CUDA coalesced access of FP64 data


I am a bit confused with how memory access issued by a warp is affected by FP64 data.

  • A warp always consists of 32 threads regardless if these threads are doing FP32 or FP64 calculations. Right?
  • I have read that each time a thread in a warp tries to read/write the global memory, the warp accesses 128 bytes (32 single-precision floats). Right?
  • So if all the threads in a warp are reading different single precision floats (a total of 128 bytes) from the memory but in a coalesced manner, the warp will issue a single memory transaction. Right?

Here is my question now:

  • What if all threads in the warp try to access different double-precision floats (a total of 256 bytes) in a coalesced manner? Will the warp issue two memory transactions (128+128)?

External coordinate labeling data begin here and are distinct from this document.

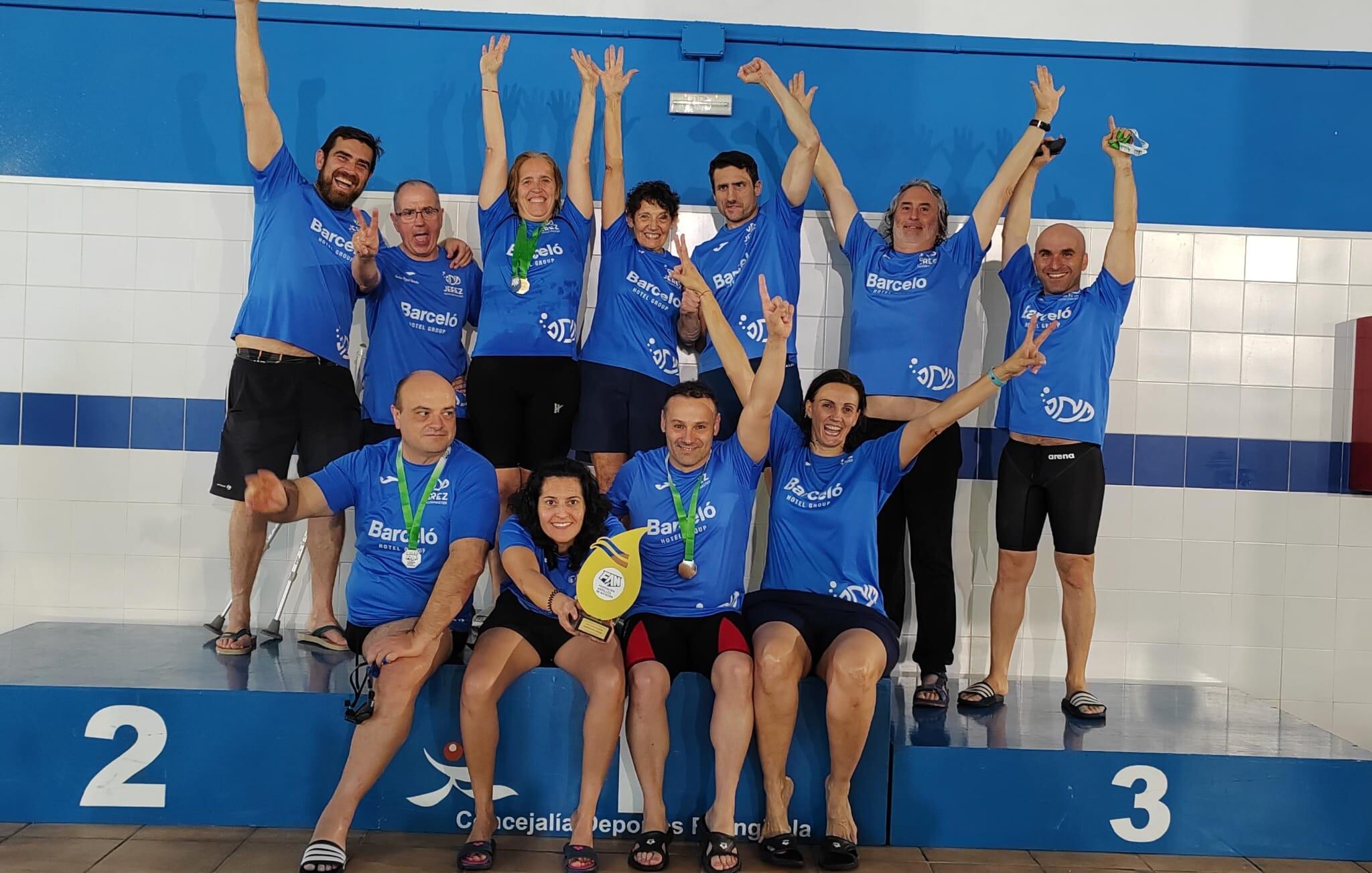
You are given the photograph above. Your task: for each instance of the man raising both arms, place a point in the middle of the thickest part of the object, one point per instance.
(416, 306)
(910, 301)
(290, 386)
(1051, 468)
(756, 239)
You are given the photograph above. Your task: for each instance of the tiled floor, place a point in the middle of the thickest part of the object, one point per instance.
(128, 849)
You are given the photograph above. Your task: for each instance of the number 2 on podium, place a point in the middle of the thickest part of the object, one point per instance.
(1149, 801)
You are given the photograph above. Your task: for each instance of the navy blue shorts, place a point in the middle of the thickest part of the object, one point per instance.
(622, 411)
(792, 400)
(819, 620)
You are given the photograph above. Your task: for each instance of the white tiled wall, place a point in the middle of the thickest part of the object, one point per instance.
(121, 289)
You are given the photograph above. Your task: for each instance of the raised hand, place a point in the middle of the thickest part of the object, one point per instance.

PS: I am mostly interested in Compute Capability 2.0+ architectures


Solution

  • A warp always consists of 32 threads regardless if these threads are doing FP32 or FP64 calculations. Right?

    Correct

    I have read that each time a thread in a warp tries to read/write the global memory, the warp accesses 128 bytes (32 single-precision floats). Right?

    Not exactly. There are also 32 byte transaction sizes.

    So if all the threads in a warp are reading different single precision floats (a total of 128 bytes) from the memory but in a coalesced manner, the warp will issue a single memory transaction. Right?

    Correct

    What if all threads in the warp try to access different double-precision floats (a total of 256 bytes) in a coalesced manner? Will the warp issue two memory transactions (128+128)?

    Yes. The compiler will emit a 64 bit load instruction which will be serviced by two 128 byte transactions per warp when coalesced memory access is possible.